WARNING! There is no game-related material today. It's not too late to turn back!
Unusual event: I slept for eleven hours straight last night. I was really wiped out from the week before.
I got a call from one of my home-teach-ee families this morning, asking if I would cover his Sunday School class today, which I was glad to do. I got to see some of my students from just a few years back. Now they are approaching Mission age. Since it was just the three young men, I just regaled them with some mission stories and advice to get them pumped up.
After church we headed up to Salt Lake Valley to visit Tamie's sisters for a BBQ. We sat out on the back porch in some perfect spring weather watching the ten children play around. My brother-in-law is about to set out on a year term to Kuwait with the Imperial uh... I mean National Guard.
Not much to report. I have like a thousand things on my mind, but only one for now.
I have been thinking a lot about sanctification, I guess the process of becoming a better man. I'm not so concerned about forgiveness, but how can I actually become changed, to have my base desires rooted out of my heart? It made me recall a few passages; the first from Helaman Chapter 3:
v25 Nevertheless they did fast and pray oft, and did wax stronger and stronger in their humility, and firmer and firmer in the faith of Christ, unto the filling their souls with joy and consolation, yea, even to the purifying and the sanctification of their hearts, which sanctification cometh because of their yielding their hearts unto God.
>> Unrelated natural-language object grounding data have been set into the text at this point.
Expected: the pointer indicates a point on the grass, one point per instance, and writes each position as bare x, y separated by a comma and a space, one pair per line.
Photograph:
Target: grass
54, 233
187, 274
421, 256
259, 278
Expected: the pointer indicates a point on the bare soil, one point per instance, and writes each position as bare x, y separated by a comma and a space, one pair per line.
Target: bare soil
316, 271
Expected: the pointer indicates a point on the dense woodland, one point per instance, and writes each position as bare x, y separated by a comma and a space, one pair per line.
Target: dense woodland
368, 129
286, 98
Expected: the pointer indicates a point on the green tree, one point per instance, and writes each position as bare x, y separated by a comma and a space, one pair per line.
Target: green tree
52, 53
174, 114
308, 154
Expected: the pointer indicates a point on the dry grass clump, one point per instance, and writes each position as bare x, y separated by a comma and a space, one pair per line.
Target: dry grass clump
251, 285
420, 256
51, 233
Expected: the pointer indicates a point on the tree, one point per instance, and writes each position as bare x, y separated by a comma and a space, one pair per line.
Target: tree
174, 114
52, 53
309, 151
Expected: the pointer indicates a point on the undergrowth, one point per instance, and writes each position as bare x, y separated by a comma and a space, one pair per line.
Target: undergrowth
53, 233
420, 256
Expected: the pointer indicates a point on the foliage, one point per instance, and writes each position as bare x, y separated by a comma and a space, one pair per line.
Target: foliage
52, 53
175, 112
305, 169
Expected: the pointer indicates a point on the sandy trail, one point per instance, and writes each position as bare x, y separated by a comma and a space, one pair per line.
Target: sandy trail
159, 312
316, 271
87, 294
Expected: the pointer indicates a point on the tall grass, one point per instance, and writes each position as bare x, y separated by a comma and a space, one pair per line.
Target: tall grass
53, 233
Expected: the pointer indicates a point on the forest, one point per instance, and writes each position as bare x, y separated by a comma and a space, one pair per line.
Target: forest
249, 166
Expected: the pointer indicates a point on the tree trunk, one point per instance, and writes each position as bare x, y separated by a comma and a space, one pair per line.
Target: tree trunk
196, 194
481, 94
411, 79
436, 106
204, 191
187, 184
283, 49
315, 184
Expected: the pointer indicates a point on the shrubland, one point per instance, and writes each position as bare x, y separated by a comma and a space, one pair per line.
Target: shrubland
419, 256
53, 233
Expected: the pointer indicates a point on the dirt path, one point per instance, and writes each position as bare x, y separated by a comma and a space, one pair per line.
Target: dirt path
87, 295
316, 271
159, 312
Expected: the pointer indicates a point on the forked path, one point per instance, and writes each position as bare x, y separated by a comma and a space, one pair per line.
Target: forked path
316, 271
I think "yielding" in this case has to do with a voluntary action. Like a knight yields to his liege. It cannot be taken by force. And it happens little by little. For most people their transformation will be a bit at a time, step by step.
The other from Mere Christianity by C.S. Lewis, which I read numerous times on my mission, from an essay entitled Man or Rabbit, which I quote here for the reader's convenience:
We are to be re-made. All the rabbit in us is to disappear—the worried, conscientious, ethical rabbit as well as the cowardly and sensual rabbit. We shall bleed and squeal as the handfuls of fur come out; and then, surprisingly, we shall find underneath it all a thing we have never yet imagined: a real Man, an ageless god, a son of God, strong, radiant, wise, beautiful, and drenched in joy.
“When that which is perfect is come, then that which is in part shall be done away.” The idea of reaching “a good life” without Christ is based on a double error. Firstly, we cannot do it; and secondly, in setting up “a good life” as our final goal, we have missed the very point of our existence. Morality is a mountain which we cannot climb by our own efforts; and if we could we should only perish in the ice and unbreathable air of the summit, lacking those wings with which the rest of the journey has to be accomplished. For it is from there that the real ascent begins. The ropes and axes are “done away” and the rest is a matter of flying.
In my mission, I often thought of Grace and Salvation perhaps a bit like being in a pit with no way out, then comes a savior who sets down a ladder. By who's effort am I saved from the Pit? It is I who climbed the ladder, but where would I be without it. But now, I'm not sure of even that isn't too simple, or even erroneous in a way.
Now I think of it more like a long journey with a Guide. A Guide who must frequently help me out of briar patches and muddy ravines.
Disclaimer: I am not a very good person. I make no pretensions this is the case. Maybe there is no such a thing as a "good" person exists (except maybe my wife!!!), only people who keep trying. My best hope is that perhaps some soul will be uplifted or enlightened by my musings. May you be bless-ed good reader!
I am very happy. I feel like a hobbit in his hole... after his grand adventure. I suppose my children are the grand adventure right now. Speaking of which, Tamie is starting to *feel* pregnant. We are both very excited.